Does it mean that _atakupia_ is the only right form and _atampia _incorrect_. _Instead for  the past form _alimpia_ the object infix is used, isn't it ? As for _amempia _ I suppose_  -me- _is the tense marker.Thank you for your comments.


----------



## Ironicus

J.F. de TROYES said:


> Does it mean that _atakupia_ is the only right form and _atampia _incorrect_. _Instead for  the past form _alimpia_ the object infix is used, isn't it ? As for _amempia _ I suppose_  -me- _is the tense marker.Thank you for your comments.



The object infix has the effect of making the object definite, in whatever tense is being used.

A 'ku' prefix marks an infinitive: so 'kupa' means 'to give'. The tense marker is not usually stressed, but if you are using a verb of one syllable, like 'pa', without an object infix, you are forced to stress the tense marker; this sounds odd to native speakers although I've heard it used for rhetorical effect. So to avoid stressing the tense marker, we stick the infinitive marker in after it and stress that instead - even though that doesn't seem to make a hell of a lot of sense!


----------



## J.F. de TROYES

So are these sentences correct and usual ?
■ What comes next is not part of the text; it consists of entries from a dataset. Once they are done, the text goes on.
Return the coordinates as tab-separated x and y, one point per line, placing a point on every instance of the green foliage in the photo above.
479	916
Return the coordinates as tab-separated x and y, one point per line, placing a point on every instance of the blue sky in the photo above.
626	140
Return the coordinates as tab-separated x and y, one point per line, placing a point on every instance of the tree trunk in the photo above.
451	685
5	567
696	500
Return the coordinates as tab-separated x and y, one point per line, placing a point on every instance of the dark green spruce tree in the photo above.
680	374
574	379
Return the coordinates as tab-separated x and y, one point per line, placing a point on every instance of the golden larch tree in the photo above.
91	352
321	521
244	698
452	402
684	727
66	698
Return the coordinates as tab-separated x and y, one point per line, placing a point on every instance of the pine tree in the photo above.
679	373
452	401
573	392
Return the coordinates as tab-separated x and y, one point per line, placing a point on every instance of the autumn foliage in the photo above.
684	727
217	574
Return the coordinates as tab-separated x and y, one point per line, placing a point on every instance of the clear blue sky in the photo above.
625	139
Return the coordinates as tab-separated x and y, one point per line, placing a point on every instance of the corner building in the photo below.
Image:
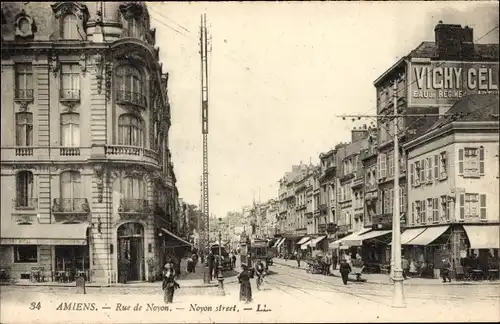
87	175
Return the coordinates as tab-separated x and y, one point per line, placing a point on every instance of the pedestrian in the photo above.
405	266
169	284
345	269
245	285
445	270
210	262
234	260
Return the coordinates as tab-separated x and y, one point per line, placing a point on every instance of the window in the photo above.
443	158
133	27
436	167
130	131
70	130
445	209
24	189
390	202
423	213
435	210
70	186
471	162
24	81
472	205
25	254
382	166
70	27
390	164
134	188
421	170
70	81
24	129
402	200
129	79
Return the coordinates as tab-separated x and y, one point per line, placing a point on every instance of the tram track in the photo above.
362	291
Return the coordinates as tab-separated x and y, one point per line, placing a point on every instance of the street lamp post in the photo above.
398	294
220	276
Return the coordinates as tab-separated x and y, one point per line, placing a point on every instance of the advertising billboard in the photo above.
442	83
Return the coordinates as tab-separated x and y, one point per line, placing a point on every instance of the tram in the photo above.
253	250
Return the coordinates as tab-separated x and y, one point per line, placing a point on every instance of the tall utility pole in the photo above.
398	294
204	128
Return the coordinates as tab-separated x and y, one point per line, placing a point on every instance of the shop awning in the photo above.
316	240
186	243
276	244
483	236
410	234
354	239
303	240
45	234
373	234
429	235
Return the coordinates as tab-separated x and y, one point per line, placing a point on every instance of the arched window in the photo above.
134	187
130	130
134	28
129	79
24	129
70	27
70	186
70	130
24	189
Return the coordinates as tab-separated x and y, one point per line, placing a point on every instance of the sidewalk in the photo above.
186	280
381	279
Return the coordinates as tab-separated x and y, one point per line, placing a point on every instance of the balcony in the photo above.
24	151
70	206
69	151
127	152
70	210
134	206
358	183
124	97
69	95
24	96
25	203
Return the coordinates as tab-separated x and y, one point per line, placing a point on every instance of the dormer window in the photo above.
70	29
70	20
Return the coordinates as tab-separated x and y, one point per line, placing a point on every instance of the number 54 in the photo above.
35	305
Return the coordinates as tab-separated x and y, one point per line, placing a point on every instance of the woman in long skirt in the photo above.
245	286
169	284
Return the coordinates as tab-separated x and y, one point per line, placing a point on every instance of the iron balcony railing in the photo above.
70	205
24	94
132	205
26	203
129	97
69	94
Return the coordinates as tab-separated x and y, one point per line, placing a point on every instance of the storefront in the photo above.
46	252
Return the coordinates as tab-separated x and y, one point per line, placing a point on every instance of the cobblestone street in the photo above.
285	289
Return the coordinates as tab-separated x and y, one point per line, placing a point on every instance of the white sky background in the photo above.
280	72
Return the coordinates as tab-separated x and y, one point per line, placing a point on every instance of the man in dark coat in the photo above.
345	269
210	262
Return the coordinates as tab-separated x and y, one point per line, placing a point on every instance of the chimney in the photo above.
453	41
359	134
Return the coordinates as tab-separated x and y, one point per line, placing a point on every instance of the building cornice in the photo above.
476	126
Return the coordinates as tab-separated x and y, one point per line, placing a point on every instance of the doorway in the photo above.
131	250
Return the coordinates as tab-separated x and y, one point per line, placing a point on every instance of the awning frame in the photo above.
177	237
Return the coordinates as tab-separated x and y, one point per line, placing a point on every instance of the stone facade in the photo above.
93	66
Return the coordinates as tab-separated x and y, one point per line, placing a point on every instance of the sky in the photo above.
280	74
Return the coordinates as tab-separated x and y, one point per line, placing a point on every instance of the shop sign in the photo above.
444	82
34	241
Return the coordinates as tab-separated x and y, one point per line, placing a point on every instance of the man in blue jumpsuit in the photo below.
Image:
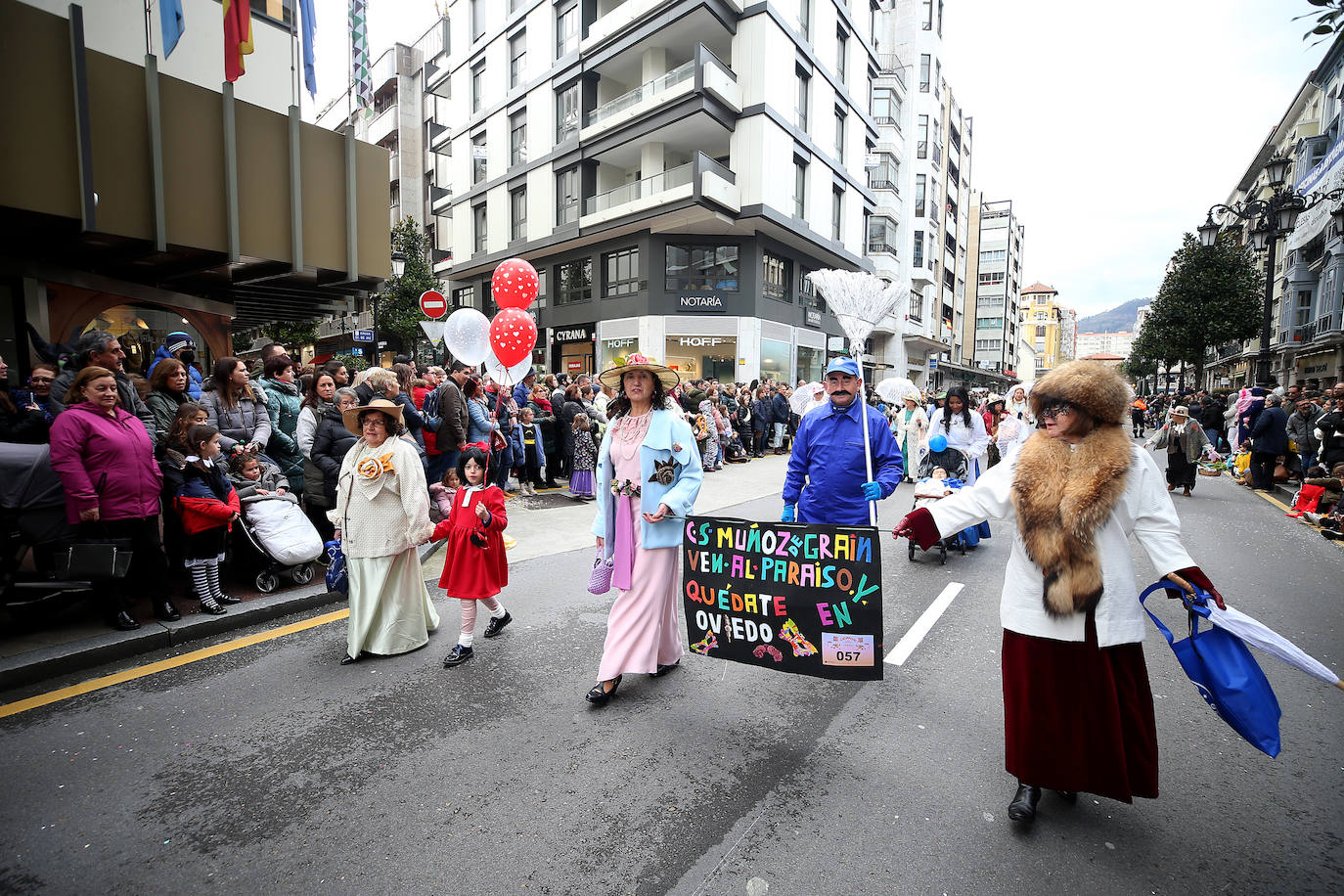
827	478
For the future tense: _Mwanamke atakupia mtoto wali . _( The woman will give rice to the child)

 For the past ( preterite) : _Mwanamke alimpia mtoto wali . _(The woman has gave rice to the child_)

_For the present perfect:_ Mwanamke amempia mtoto wali . _(The woman has given rice to the child_)


_Please correct me if I am wrong_.

_


----------



## Simbamangu

The -i- infix isn't used with kupa - 'kupia' is to blink!

If you want to use 'kupa' it would be "mwanamke alimpa mtoto wali" (atampa future).

In Tanzania, at least, you'd actually be more likely to use 'kumpatia' - to 'get for / provide' for someone. "Mwanamke alimpatia wali" - "the woman provided rice".


----------



## Ironicus

Ah! Ona unanisomesha bwana Simbamangu!
All the time I was writing I had 'patia' in the back of my head and didn't know what it was doing there. Thanks for setting me right!


----------